Más allá de la barra: estrategia para recuperar confianza

La decisión de devolver la barra de tareas movible no llega aislada. Forma parte de un plan mayor de Microsoft para mejorar la percepción de Windows 11 y recuperar terreno entre quienes miran con recelo la dirección que ha tomado la plataforma en los últimos años.

Dentro de esa estrategia, la empresa estaría revisando el peso que la inteligencia artificial tiene en la interfaz, reduciendo la presencia de determinadas integraciones de Copilot en respuesta al rechazo de parte de la comunidad. El mensaje que se intenta transmitir es que se escuchan las críticas y se actúa en consecuencia.

Al mismo tiempo, están en marcha trabajos para pulir el Explorador de archivos, reforzar la estabilidad en distintas configuraciones de hardware y mejorar el rendimiento global del sistema.
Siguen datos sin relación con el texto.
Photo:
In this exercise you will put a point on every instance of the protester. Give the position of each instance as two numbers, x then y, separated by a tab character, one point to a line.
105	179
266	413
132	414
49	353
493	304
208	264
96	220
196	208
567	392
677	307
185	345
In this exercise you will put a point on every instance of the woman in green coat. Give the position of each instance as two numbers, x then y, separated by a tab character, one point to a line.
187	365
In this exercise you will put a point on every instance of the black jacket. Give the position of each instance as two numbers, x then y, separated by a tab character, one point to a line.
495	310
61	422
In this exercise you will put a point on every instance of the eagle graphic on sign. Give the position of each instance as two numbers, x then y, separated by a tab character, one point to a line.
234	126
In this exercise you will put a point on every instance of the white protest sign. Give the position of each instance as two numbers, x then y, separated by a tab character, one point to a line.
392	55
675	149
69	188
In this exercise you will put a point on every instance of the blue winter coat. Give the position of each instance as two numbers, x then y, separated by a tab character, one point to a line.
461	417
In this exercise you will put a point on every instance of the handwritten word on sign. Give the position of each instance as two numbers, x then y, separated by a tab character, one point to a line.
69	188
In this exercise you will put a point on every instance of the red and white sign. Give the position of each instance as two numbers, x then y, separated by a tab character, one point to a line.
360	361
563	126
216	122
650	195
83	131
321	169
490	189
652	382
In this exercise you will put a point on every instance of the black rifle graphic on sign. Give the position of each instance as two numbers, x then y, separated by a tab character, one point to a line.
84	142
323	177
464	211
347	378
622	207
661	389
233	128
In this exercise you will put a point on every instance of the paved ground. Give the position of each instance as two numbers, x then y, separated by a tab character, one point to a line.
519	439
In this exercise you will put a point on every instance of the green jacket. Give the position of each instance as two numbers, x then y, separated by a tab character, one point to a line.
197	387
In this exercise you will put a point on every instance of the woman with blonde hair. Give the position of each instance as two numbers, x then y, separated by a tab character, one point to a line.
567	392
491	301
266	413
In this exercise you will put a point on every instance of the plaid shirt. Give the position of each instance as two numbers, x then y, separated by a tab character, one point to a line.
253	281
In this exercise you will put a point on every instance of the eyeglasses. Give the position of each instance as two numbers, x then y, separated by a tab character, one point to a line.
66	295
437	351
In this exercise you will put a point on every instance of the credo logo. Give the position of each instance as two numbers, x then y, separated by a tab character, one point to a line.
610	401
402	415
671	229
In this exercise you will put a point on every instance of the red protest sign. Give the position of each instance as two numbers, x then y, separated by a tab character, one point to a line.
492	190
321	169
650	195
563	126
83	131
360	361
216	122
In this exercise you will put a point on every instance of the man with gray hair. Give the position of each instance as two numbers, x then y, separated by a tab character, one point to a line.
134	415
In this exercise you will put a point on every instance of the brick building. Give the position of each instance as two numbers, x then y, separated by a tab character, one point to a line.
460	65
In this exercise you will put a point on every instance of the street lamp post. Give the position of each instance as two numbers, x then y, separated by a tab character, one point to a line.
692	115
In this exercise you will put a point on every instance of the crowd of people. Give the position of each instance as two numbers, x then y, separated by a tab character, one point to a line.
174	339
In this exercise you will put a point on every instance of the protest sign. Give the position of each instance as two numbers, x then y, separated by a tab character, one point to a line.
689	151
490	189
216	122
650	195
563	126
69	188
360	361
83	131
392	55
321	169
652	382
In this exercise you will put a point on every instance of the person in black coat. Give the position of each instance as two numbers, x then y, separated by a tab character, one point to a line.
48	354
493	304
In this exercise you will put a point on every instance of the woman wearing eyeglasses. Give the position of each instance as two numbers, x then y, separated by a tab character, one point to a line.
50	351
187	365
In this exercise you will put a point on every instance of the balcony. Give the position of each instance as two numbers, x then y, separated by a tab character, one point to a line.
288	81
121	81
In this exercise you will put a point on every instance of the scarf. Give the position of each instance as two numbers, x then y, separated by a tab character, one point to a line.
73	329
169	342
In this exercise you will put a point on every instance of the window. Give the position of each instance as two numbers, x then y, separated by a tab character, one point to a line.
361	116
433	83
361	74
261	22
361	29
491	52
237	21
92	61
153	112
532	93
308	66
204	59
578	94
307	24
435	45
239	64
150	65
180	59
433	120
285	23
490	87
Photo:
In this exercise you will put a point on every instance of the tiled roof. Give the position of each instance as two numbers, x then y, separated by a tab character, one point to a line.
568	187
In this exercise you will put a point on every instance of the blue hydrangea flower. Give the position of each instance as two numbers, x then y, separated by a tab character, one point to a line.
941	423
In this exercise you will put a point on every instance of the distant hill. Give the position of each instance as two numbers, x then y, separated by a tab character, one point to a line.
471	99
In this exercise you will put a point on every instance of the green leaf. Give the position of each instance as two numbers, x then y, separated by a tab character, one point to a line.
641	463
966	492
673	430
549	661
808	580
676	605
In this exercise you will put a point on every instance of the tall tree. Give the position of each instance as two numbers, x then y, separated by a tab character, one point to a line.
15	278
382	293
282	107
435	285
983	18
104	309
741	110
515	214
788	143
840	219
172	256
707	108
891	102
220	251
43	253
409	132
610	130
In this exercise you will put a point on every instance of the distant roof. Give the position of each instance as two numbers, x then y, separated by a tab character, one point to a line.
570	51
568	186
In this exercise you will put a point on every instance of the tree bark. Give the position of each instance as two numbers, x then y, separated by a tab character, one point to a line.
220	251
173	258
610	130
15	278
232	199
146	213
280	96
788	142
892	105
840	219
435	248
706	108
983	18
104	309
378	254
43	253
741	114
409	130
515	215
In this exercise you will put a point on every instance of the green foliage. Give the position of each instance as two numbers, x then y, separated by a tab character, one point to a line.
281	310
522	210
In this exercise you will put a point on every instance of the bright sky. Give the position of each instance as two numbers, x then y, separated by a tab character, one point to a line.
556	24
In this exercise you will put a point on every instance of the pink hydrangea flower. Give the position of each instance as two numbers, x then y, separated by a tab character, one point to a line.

Son ámbitos que, aunque menos vistosos que una nueva función estrella, determinan la experiencia diaria tanto en hogares como en oficinas.

Si Microsoft consigue cumplir los plazos y desplegar estas novedades de forma estable, Windows 11 podría cerrar el ciclo con una imagen más cercana a la de un sistema robusto y personalizable, alejándose de la percepción de plataforma en constante experimento.

En ese escenario, la vuelta de la barra de tareas movible se convertiría en un símbolo de ese giro de timón: menos foco en retirar elementos conocidos y más en reforzar aquello que los usuarios llevan años utilizando.

Con todo este contexto, la recuperación de la barra de tareas movible y redimensionable en Windows 11 apunta a convertirse en uno de los cambios más relevantes del sistema en los próximos años: una modificación que, sin grandes fuegos artificiales, afecta al día a día de millones de personas, responde a una petición masiva y encaja con la idea de un Windows más estable, configurable y atento al uso real que se hace de él tanto en España como en el resto de Europa.